2010 journal article

Nanofluid convective heat transfer in a parallel-disk system

INTERNATIONAL JOURNAL OF HEAT AND MASS TRANSFER, 53(21-22), 4619–4628.

co-author countries: United States of America 🇺🇸
author keywords: Nanofluid; Convective heat transfer; Impinging-jet; Parallel disk; Entropy generation; Wall temperature control
Source: Web Of Science
Added: August 6, 2018

Inherently low thermal conductivities of basic fluids form a primary limitation in high-performance cooling which is an essential requirement for numerous thermal systems and micro-devices. Nanofluids, i.e., dilute suspensions of, say, metal-oxide nanoparticles in a liquid, are a new type of coolants with better heat transfer performances than their pure base fluids alone.
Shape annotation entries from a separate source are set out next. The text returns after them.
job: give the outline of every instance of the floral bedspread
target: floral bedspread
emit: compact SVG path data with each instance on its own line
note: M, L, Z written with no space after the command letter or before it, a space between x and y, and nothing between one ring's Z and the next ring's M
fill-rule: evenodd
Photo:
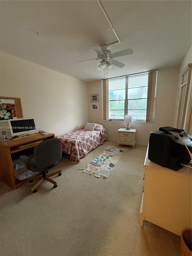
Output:
M107 138L106 130L97 124L94 131L84 129L56 136L62 141L62 151L70 155L73 163L79 162L80 158L102 144Z

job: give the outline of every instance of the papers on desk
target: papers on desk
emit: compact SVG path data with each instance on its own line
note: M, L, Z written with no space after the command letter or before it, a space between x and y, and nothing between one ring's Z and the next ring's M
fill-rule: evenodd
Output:
M25 144L22 144L22 145L19 145L17 146L17 148L24 148L25 147L27 147L27 146L29 146L30 145L33 145L34 144L37 144L38 143L40 143L40 142L43 141L43 140L35 140L34 141L32 141L31 142L29 142L28 143L26 143Z

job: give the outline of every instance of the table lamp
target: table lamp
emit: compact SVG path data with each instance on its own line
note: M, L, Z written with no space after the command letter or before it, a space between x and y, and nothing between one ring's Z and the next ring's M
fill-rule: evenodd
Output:
M132 122L132 116L125 116L125 120L124 122L125 123L127 123L126 130L130 130L130 126L129 125L129 123Z

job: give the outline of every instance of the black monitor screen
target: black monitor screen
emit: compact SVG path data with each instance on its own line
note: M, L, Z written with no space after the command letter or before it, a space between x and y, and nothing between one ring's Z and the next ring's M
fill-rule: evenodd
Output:
M36 129L34 119L10 120L13 133Z

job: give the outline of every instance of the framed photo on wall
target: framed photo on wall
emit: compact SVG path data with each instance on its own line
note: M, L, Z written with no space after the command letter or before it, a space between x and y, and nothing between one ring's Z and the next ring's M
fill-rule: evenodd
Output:
M91 110L99 110L99 103L92 103Z
M98 94L92 94L91 95L91 101L92 102L93 101L99 101L99 95Z

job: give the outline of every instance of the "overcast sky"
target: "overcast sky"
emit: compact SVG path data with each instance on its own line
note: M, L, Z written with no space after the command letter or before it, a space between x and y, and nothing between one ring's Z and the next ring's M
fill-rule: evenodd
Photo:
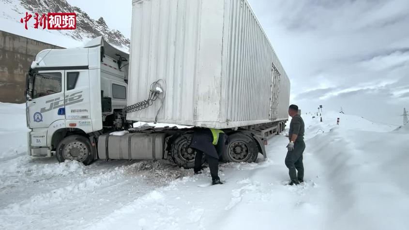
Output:
M131 0L68 2L129 37ZM290 103L401 124L409 109L409 0L249 2L290 78Z

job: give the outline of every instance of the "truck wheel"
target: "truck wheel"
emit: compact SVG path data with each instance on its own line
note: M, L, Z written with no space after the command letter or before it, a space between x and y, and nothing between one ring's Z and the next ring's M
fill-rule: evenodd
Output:
M59 162L76 160L88 165L93 160L91 143L87 138L79 135L66 137L57 147L56 155Z
M228 136L229 143L223 153L223 159L227 162L253 162L258 156L256 140L241 133Z
M176 138L172 143L172 157L180 167L193 169L195 167L196 151L189 146L192 138L192 134L183 134ZM202 159L202 163L203 163L204 157Z

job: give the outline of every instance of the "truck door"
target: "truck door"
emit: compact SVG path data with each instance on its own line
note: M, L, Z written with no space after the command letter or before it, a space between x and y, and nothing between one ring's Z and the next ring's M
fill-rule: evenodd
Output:
M90 87L88 70L66 70L65 79L65 118L68 120L87 119L77 122L82 128L91 128L90 100Z
M55 121L65 118L64 113L59 111L64 107L64 74L63 70L34 74L32 99L27 102L30 128L46 129Z

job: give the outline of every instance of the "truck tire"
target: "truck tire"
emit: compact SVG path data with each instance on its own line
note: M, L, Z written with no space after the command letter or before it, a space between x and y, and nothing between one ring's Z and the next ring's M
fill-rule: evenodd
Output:
M185 134L177 138L172 143L172 158L180 167L193 169L195 167L196 151L189 147L193 137L192 134ZM202 164L203 163L204 157L202 159Z
M227 162L254 162L258 156L258 149L256 140L242 133L229 135L229 144L223 153L223 159Z
M79 135L69 136L61 140L57 147L56 155L59 162L65 160L76 160L85 165L93 160L90 140Z

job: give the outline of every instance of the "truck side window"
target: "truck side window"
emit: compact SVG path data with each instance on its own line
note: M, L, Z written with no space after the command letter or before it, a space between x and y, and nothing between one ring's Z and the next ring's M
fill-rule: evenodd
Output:
M76 81L78 80L79 72L70 72L67 73L67 90L75 89Z
M123 85L112 84L112 97L118 99L126 99L126 88Z
M61 73L42 73L34 77L33 98L61 92Z

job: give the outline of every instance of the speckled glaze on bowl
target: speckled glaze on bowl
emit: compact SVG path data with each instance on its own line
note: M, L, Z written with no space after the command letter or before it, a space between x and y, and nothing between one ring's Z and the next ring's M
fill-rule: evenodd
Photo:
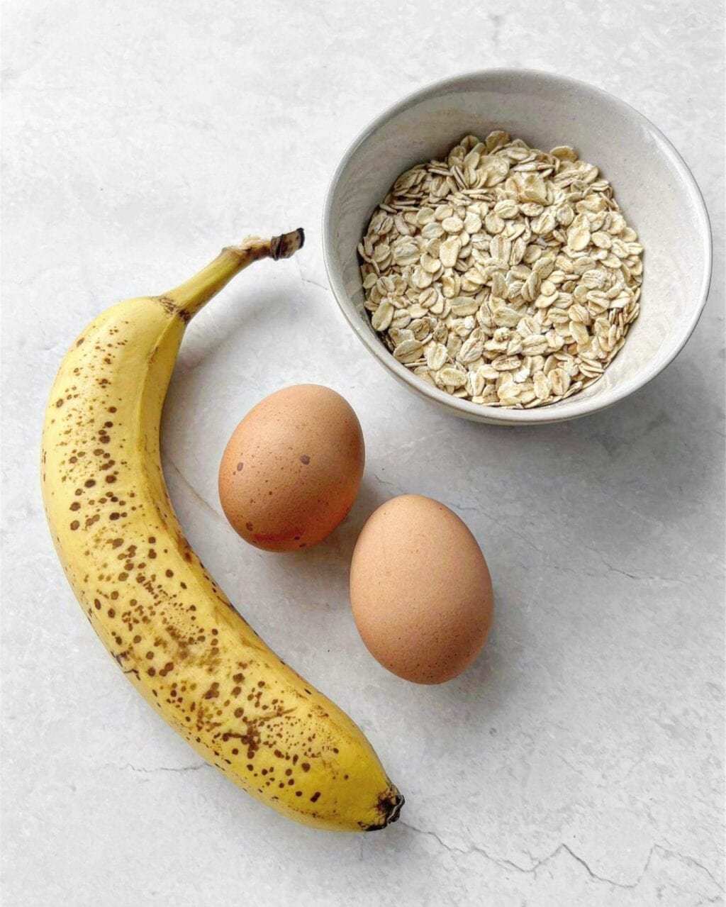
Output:
M440 157L462 135L504 129L535 148L573 145L610 180L644 247L640 317L604 376L567 400L499 409L452 397L398 363L371 327L356 246L396 177ZM468 419L496 424L560 422L623 400L678 355L695 327L711 279L711 228L701 192L665 136L628 104L551 73L494 69L436 83L404 98L343 156L328 190L323 248L331 288L349 325L410 390Z

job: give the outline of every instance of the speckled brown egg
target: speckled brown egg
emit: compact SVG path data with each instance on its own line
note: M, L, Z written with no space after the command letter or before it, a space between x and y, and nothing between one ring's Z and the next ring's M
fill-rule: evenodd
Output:
M297 551L344 519L364 461L361 424L340 394L320 385L286 387L235 429L219 464L219 500L247 541Z
M363 526L351 563L351 604L368 650L414 683L460 674L493 617L491 579L477 540L438 501L403 494Z

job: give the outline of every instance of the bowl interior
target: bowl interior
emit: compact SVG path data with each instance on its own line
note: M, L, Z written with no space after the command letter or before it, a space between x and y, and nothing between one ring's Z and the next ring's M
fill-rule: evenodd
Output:
M396 362L370 326L356 246L396 177L443 155L461 136L503 129L545 151L573 145L600 168L644 247L641 312L600 381L567 400L501 410L457 400ZM548 422L606 406L650 380L677 354L705 300L710 230L698 188L663 134L636 111L584 83L493 70L431 86L384 113L349 149L325 208L325 263L334 292L369 348L409 386L483 421ZM420 385L420 386L419 386Z

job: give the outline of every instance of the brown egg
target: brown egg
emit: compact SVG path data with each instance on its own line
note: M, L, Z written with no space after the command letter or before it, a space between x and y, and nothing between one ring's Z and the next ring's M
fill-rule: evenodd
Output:
M364 462L361 424L340 394L320 385L286 387L235 429L219 464L219 500L247 541L296 551L344 519Z
M493 616L477 540L456 513L419 494L386 502L363 526L351 604L373 658L414 683L460 674L487 641Z

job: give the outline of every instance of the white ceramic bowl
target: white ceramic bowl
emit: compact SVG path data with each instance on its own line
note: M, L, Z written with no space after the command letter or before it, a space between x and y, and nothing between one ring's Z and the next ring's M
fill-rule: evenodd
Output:
M396 177L440 157L461 136L504 129L532 147L573 145L600 168L644 247L641 311L605 374L567 400L535 409L482 406L432 387L398 363L363 309L356 246ZM698 322L711 278L711 229L698 186L665 136L622 101L583 82L495 69L436 83L365 129L333 177L323 246L333 292L351 327L392 375L464 418L498 424L559 422L611 406L680 352Z

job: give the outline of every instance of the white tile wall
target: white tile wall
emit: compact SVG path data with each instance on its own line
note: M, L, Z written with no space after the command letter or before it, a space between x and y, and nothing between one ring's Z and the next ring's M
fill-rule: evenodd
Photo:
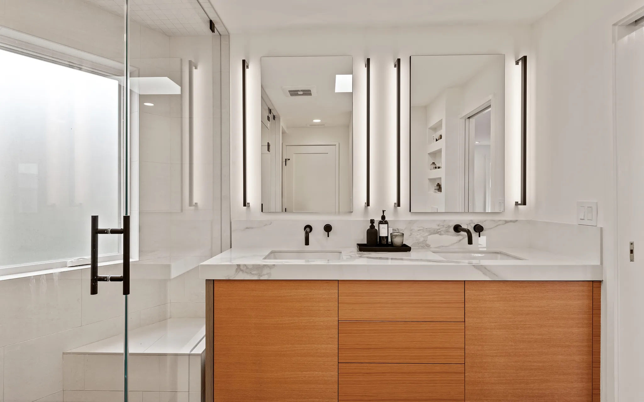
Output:
M205 316L205 284L199 279L198 268L170 280L169 288L173 318Z

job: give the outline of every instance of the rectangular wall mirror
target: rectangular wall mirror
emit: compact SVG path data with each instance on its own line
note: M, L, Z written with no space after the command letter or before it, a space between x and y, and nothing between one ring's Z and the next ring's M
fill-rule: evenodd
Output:
M505 56L412 56L410 210L505 208Z
M257 119L263 212L353 210L352 57L262 57Z

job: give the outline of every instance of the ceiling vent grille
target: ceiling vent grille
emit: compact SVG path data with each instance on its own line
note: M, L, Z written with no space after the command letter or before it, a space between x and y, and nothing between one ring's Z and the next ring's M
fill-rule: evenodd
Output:
M289 89L289 95L290 96L312 96L310 89Z
M284 96L287 98L317 96L317 89L315 86L282 87L282 92L284 93Z

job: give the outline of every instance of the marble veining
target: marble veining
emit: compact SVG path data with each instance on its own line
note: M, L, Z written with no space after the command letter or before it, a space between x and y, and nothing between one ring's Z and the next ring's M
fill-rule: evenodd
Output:
M457 223L466 228L471 228L478 223L485 228L482 235L486 239L500 237L504 233L494 230L504 225L520 226L518 220L492 220L485 221L393 221L394 232L405 233L405 243L411 247L421 248L450 248L457 246L466 246L467 237L461 233L454 232L454 225ZM399 226L395 226L399 225ZM521 225L525 226L525 225ZM520 230L520 228L516 230ZM517 230L517 231L518 231ZM527 233L527 228L525 232ZM477 241L477 237L475 240ZM527 241L527 238L526 238Z
M600 280L602 277L601 265L531 248L493 250L522 260L449 260L428 248L408 253L363 253L343 248L338 250L343 254L341 260L270 260L268 263L263 259L272 250L233 248L202 263L200 276L205 279L388 280Z

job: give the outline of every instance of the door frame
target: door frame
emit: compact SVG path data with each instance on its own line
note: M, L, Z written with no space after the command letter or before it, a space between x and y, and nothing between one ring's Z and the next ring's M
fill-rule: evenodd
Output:
M336 214L340 212L340 143L330 141L328 142L323 143L282 143L282 160L284 160L285 156L287 155L286 150L287 147L328 147L334 146L336 147ZM282 180L281 180L281 193L282 193L282 203L281 205L284 208L286 208L287 199L286 199L286 166L282 165ZM289 211L292 212L292 211Z
M602 250L602 262L604 266L614 267L612 270L604 270L603 281L602 282L602 294L605 295L601 300L601 398L603 400L620 400L620 271L625 270L625 264L629 262L623 262L620 256L625 255L621 230L625 224L620 224L619 205L620 201L621 188L628 187L627 183L620 183L620 154L618 149L618 92L617 92L617 42L621 39L620 35L625 28L631 25L635 21L644 18L644 7L640 7L627 15L615 15L616 22L612 24L612 41L611 48L611 107L612 108L611 118L612 150L611 156L613 158L612 163L612 176L613 183L610 190L612 190L613 196L610 201L612 208L607 214L610 216L609 223L604 225L603 232L605 241ZM640 23L640 28L644 29ZM608 208L607 208L608 209ZM612 224L610 222L612 221ZM627 240L627 239L626 239ZM620 245L621 248L620 249ZM637 247L637 244L636 244ZM628 252L627 249L626 252ZM637 259L636 252L636 258ZM637 261L637 260L636 260ZM605 314L604 313L605 312Z
M489 109L490 114L494 110L494 95L487 96L482 102L468 112L461 114L459 116L459 199L462 201L461 212L469 212L472 207L471 193L473 191L474 182L469 179L471 169L470 164L474 161L474 142L473 138L470 138L470 119L476 117L484 111ZM494 138L494 120L490 118L490 160L491 158L492 139ZM443 163L444 165L444 162ZM491 179L493 167L490 166L490 176ZM492 187L491 181L490 187ZM490 193L491 193L491 188ZM473 211L475 212L475 211Z

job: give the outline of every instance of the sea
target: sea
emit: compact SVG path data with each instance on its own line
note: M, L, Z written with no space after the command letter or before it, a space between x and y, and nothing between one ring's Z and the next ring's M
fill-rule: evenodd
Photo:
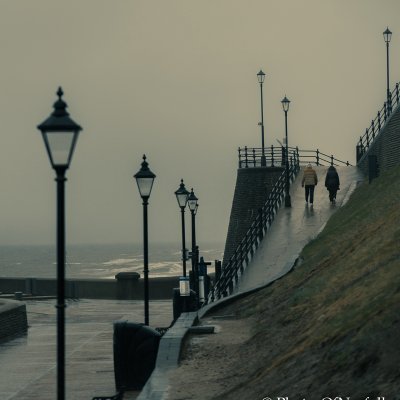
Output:
M223 245L200 248L205 261L221 260ZM143 277L142 244L90 244L66 246L67 279L115 279L119 272L138 272ZM187 261L188 268L190 260ZM0 278L56 278L56 247L50 245L0 246ZM182 275L182 251L176 245L149 247L149 277Z

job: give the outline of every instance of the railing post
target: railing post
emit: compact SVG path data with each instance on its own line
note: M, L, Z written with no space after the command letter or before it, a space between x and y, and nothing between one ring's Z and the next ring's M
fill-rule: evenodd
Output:
M260 207L258 209L258 215L259 215L259 222L260 222L259 231L258 231L258 238L261 241L261 239L264 236L264 232L263 232L263 230L264 230L263 225L264 224L263 224L263 210L262 210L262 207Z
M381 112L378 111L378 132L381 130Z
M372 138L374 138L374 137L375 137L375 121L374 121L374 120L371 121L371 129L370 129L370 132L372 132ZM367 146L369 146L368 143L367 143Z

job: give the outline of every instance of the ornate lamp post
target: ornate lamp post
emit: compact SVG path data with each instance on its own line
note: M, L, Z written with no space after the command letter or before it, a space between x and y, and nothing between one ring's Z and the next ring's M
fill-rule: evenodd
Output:
M143 155L143 162L140 171L134 175L138 185L140 197L143 200L143 274L144 274L144 323L149 325L149 242L147 206L155 175L149 169L146 156Z
M390 86L389 86L389 43L390 39L392 38L392 32L390 32L389 28L387 27L385 32L383 32L383 38L386 42L386 93L387 93L387 110L390 114L392 112L392 98L390 94Z
M287 135L287 113L289 111L290 100L285 96L284 99L281 101L282 108L285 113L285 141L286 141L286 185L285 185L285 207L291 207L292 202L290 199L289 188L290 188L290 178L289 178L289 145L288 145L288 135Z
M264 143L264 104L263 104L263 83L265 80L265 74L260 69L260 72L257 74L258 83L260 84L260 93L261 93L261 166L265 167L267 165L267 160L265 158L265 143Z
M193 188L188 197L188 207L190 213L192 215L192 273L193 273L193 281L195 282L197 292L197 251L196 251L196 213L198 209L198 198L193 192Z
M61 87L54 111L38 125L57 182L57 399L65 399L65 172L69 168L82 128L66 111Z
M181 209L181 219L182 219L182 267L183 276L186 277L186 243L185 243L185 208L189 197L189 192L185 188L183 179L181 179L181 184L178 190L175 191L176 200L178 201L179 208Z

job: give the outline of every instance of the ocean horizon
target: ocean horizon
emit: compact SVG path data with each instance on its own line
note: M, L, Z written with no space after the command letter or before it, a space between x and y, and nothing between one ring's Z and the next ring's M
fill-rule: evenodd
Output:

Using a new, experimentally validated model for the thermal conductivity of nanofluids, numerical simulations have been executed for alumina-water nanofluid flow with heat transfer between parallel disks. The results indicate that, indeed, nanofluids are promising new coolants when compared to pure water. Specifically, smoother mixture flow fields and temperature distributions can be achieved. More importantly, given a realistic thermal load, the Nusselt number increases with higher nanoparticle volume fraction, smaller nanoparticle diameter, reduced disk-spacing, and, of course, larger inlet Reynolds number, expressed in a novel form as Nu = Nu(Re and Br). Fully-developed flow can be assumed after a critical radial distance, expressed in a correlation Rcrit = fct(Re), has been reached and hence analytic solutions provide good approximations. Nanofluids reduce the system’s total entropy generation rate while hardly increasing the required pumping power for any given Rein. Specifically, minimization of total entropy generation allows for operational and geometric system-optimization in terms of Sgen = fct (Re and δ).